Effect of cardiac-expression of sFas on left ventricle (LV) morphology and function. (A) Representative M-mode echocardiograms from the 6-month-old wild-type and age-matched transgenic mice showing changes in LV dimensions. EDD and ESD indicate LV end-diastolic dimension and end-systolic dimension, respectively. (B, C) LVend-diastolic dimension (LVEDD) and percent functional shortening (FS) were depicted from 2 to 6 months of age.

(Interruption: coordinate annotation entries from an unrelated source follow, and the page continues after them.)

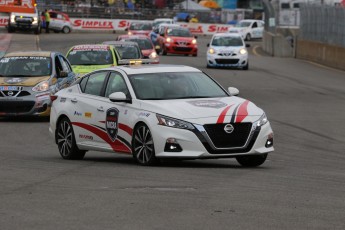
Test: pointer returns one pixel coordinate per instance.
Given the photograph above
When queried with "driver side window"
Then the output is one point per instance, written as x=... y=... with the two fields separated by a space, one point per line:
x=116 y=83
x=95 y=83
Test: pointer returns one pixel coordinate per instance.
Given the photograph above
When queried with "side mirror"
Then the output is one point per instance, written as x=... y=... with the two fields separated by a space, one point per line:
x=233 y=91
x=63 y=74
x=119 y=97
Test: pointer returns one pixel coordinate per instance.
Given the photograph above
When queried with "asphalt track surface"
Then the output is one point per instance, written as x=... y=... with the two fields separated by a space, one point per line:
x=300 y=186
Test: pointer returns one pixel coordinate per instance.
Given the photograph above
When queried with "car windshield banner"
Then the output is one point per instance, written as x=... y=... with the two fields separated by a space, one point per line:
x=111 y=123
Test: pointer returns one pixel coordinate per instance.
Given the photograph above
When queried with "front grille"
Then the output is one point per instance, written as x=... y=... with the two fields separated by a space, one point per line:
x=227 y=61
x=16 y=106
x=14 y=93
x=236 y=139
x=183 y=49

MCP mice had progressive LV dilatation and cardiac dysfunction compared to age-matched wild-type and sFas mice, whereas the MCP/sFas mice had slightly increased LVEDD and reduced FS, but were not significantly different from LVEDD and FS in the age-matched wild-type and sFas mice. n = 6 per group per time point, *P < 0.001 versus age-matched wild-type, sFas, and MCP/sFas mice, ^#P < 0.05 versus age-matched wild-type, sFas, and MCP/sFas mice.

Fig. 7

Kaplan–Meier survival analysis of wild-type (n = 24), MCP (n = 32), MCP/sFas (n = 26), and sFas (n = 28) mice showing drastic improvement in survival profile of the MCP/sFas mice compared with MCP mice. *P < 0.001 versus age-matched wild-type, sFas, and MCP/sFas mice.